The Pakistan Federal Union of Journalists (Rana Azeem), Punjab Union of Journalists, Lahore Press Club and Punjab Assembly Press Gallery Committee, Electronic Media Reporters Association and South Punjab Journalists Association have condemned the ‘clandestine’ passage of the Provincial Assembly of the Punjab Privileges (Amendment) Bill, 2021.
They have announced a rally outside the Governor House on Friday (today) to protest against the controversial bill, terming it against democratic norms.
The bill, ironically having support of all the government and opposition parties – PTI, PML-Q, PML-N, and PPP – passed without circulating it among the press gallery members, authorises the speaker to form a judicial committee with powers of magistrate 1st class on a complaint by a member and the body may get arrested the journalist without warrant from the precincts of the assembly and hand down him up to six months jail term and a fine up to Rs10,000 for breach of any privilege mentioned in a schedule inserted into the Privileges Act II of 1972.

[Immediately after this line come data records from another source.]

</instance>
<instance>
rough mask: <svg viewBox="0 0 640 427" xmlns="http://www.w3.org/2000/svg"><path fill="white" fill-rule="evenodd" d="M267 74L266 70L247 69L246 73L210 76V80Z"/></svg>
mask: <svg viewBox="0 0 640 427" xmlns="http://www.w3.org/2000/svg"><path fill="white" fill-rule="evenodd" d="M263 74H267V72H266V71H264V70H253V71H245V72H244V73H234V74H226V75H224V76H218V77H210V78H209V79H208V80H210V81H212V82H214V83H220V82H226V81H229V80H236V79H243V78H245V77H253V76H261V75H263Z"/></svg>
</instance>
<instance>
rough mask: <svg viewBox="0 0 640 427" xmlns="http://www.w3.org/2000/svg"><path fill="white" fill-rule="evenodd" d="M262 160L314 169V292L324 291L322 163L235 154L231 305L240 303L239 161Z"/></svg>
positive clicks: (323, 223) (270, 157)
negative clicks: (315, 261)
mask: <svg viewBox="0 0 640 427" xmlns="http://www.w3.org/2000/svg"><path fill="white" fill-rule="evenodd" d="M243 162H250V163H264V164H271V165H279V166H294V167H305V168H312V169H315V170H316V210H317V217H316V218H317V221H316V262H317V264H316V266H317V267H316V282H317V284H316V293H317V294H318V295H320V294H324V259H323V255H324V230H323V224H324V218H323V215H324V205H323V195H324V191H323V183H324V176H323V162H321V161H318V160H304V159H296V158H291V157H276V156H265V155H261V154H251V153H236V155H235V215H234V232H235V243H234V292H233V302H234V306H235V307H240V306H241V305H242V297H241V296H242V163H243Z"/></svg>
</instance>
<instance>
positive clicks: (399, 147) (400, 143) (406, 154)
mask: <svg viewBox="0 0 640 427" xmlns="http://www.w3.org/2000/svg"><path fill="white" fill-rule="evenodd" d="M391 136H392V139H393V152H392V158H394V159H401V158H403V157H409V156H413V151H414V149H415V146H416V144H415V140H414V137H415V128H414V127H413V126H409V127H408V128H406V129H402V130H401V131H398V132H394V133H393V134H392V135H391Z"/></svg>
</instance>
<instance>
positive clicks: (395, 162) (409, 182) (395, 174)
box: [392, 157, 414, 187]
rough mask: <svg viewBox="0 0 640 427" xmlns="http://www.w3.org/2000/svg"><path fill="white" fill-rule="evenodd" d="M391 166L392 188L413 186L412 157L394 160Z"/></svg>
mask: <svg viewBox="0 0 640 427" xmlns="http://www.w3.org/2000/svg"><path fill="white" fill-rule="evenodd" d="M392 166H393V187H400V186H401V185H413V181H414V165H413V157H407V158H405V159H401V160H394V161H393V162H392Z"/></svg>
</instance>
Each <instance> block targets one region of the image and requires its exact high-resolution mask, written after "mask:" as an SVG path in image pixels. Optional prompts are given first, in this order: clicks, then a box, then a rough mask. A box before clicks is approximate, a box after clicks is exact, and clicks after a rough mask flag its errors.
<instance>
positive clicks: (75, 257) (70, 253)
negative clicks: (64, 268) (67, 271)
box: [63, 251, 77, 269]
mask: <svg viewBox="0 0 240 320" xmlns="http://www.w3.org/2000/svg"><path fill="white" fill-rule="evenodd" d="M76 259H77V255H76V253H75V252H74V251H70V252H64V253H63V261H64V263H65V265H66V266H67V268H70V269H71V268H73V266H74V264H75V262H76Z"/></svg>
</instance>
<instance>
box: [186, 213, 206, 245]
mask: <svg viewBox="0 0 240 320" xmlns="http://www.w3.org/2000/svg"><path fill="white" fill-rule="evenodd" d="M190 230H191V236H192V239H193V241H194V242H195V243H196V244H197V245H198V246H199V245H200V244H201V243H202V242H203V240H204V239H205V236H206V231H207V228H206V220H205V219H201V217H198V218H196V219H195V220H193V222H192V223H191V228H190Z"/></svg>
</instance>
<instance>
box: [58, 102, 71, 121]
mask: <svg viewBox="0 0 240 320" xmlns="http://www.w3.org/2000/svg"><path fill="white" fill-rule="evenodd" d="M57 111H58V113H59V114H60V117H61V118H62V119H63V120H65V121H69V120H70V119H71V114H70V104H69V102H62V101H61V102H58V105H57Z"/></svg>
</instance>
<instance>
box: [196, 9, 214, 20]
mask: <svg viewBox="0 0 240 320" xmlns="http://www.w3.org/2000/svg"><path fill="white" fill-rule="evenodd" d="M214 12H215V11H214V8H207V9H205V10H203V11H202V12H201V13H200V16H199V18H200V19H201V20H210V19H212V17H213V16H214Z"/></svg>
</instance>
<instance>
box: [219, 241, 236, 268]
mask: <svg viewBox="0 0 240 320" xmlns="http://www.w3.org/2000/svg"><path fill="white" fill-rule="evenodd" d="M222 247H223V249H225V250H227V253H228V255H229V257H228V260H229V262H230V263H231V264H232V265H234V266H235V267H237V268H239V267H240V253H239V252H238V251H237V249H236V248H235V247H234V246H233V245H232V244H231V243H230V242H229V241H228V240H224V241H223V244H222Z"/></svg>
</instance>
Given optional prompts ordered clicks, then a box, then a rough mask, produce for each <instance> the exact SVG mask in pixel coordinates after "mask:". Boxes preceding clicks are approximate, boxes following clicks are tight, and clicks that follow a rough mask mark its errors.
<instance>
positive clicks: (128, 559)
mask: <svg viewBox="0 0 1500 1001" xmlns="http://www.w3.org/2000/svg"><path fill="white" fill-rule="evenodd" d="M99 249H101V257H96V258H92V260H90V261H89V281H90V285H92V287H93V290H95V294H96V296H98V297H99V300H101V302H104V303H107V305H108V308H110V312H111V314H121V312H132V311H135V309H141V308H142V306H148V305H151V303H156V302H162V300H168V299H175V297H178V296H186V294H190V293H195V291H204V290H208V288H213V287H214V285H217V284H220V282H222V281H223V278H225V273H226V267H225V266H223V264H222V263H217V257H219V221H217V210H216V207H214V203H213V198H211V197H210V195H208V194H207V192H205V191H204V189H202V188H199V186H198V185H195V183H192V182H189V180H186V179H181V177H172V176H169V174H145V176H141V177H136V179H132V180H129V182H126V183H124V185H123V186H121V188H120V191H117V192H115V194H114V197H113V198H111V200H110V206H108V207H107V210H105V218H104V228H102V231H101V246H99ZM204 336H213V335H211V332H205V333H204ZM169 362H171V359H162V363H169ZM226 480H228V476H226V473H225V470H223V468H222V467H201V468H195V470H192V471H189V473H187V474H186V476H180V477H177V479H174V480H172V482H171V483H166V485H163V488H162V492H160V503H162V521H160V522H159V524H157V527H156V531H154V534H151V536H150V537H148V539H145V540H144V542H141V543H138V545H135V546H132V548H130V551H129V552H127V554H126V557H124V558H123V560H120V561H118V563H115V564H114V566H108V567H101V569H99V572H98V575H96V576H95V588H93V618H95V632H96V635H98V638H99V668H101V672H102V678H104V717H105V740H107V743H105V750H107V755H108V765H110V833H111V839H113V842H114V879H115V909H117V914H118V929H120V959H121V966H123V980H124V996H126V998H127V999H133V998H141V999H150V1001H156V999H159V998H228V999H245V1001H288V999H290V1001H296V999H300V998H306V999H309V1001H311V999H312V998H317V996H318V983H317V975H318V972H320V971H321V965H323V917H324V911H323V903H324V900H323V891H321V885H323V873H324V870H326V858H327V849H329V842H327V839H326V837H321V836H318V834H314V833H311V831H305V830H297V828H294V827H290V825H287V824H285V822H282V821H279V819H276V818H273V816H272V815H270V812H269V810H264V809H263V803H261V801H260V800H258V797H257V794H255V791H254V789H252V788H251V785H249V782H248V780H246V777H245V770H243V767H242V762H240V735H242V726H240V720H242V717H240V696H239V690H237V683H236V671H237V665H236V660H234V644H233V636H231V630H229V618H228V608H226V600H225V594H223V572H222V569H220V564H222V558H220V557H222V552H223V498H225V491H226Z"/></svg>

The schedule includes ‘offences’ like willfully misrepresenting any speech made by a member before the assembly or any committee, publishing any report or any debate or proceedings prohibited or expunged by the chair, publishing any reflection upon the conduct of the chair or any imputation of partiality against him, publishing any proceedings or report of any committee before these are reported to the assembly or published in the official gazette, etc.
The bill, yet to be signed by the governor to become a law, empowers a lawmaker, who is supposed to participate in a meeting convened by any government, semi-government or autonomous body, to chair that sitting.